Dramat rozgrywający się w jednym z mieszkań na Trynku przerwała dopiero wizyta pracowników OPS-u. Nieporadna starsza kobieta, jej pijany syn, urządzający libacje i pusta lodówka. Wezwano policję, w sprawę zaangażował się prokurator.
Interwencja miała miejsce w miniony wtorek, 18 maja.
– Historia tej gliwiczanki mogła skończyć się tragicznie. Na szczęście pojawili się pracownicy gliwickiego ośrodka pomocy społecznej, natychmiast zauważyli problem i powiadomili policję. Tak, niestety, jest: w niektórych rodzinach muszą interweniować służby, aby rozwiązywać sprawy, które nie powinny się zdarzać – komentuje podinspektor Marek Słomski, oficer prasowy KMP Gliwice.
– Podczas wizyty w jednym z mieszkań na os. Trynek, pracownicy OPS-u zorientowali się, że komuś dzieje się wielka krzywda. Osobą pokrzywdzoną była 65-letnia matka, a krzywdzącym jej syn, który wpadł w ciąg alkoholowy.

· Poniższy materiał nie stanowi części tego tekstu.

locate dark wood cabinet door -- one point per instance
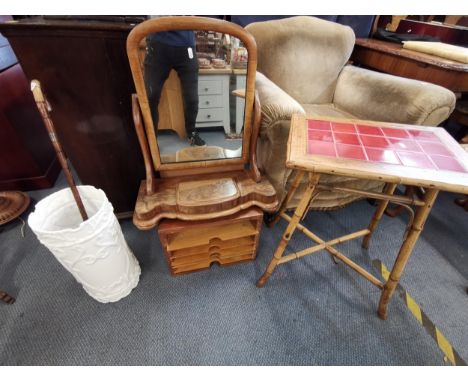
(84, 70)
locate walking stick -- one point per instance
(44, 109)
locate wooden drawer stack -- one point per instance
(193, 246)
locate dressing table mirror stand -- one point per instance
(207, 207)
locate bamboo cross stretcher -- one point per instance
(431, 180)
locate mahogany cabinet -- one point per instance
(27, 159)
(83, 68)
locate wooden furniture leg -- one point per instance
(381, 207)
(298, 213)
(422, 213)
(395, 211)
(289, 195)
(5, 297)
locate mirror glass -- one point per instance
(195, 82)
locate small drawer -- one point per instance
(210, 115)
(205, 264)
(193, 237)
(206, 102)
(215, 255)
(214, 245)
(209, 87)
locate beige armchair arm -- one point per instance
(277, 108)
(276, 104)
(383, 97)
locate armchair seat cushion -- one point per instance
(326, 110)
(302, 68)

Kobieta znajdowała się w złej kondycji psychofizycznej, była wychudzona, w jej lodówce nie znaleziono produktów spożywczych, pozwalających na normalne żywienie – kontynuuje Słomski.
Policjanci zatrzymali 41-latka i rozpoczęli postępowanie, w które włączył się również prokurator – zarzuty okazały się bowiem poważne, mianowicie znęcania nad osobą nieporadną. Ustalenia wskazują, że w mieszkaniu od marca br. trwała przemoc, bicie, zastraszanie.
Punktem krytycznym dla rodziny była śmierć męża kobiety, a ojca antybohatera tej historii. Od tego czasu syn nie pozwalał matce wychodzić z domu, zrobić zakupów, sam sprowadzał do mieszkania kolegów i urządzał libacje alkoholowe
– mówi Słomski.
W czwartek, na wniosek policji i prokuratora, Sąd Rejonowy w Gliwicach aresztował podejrzanego tymczasowo. Opieką nad nieporadną z uwagi na swój stan psychiczny kobietą zajęli się pracownicy gliwickiego OPS-u.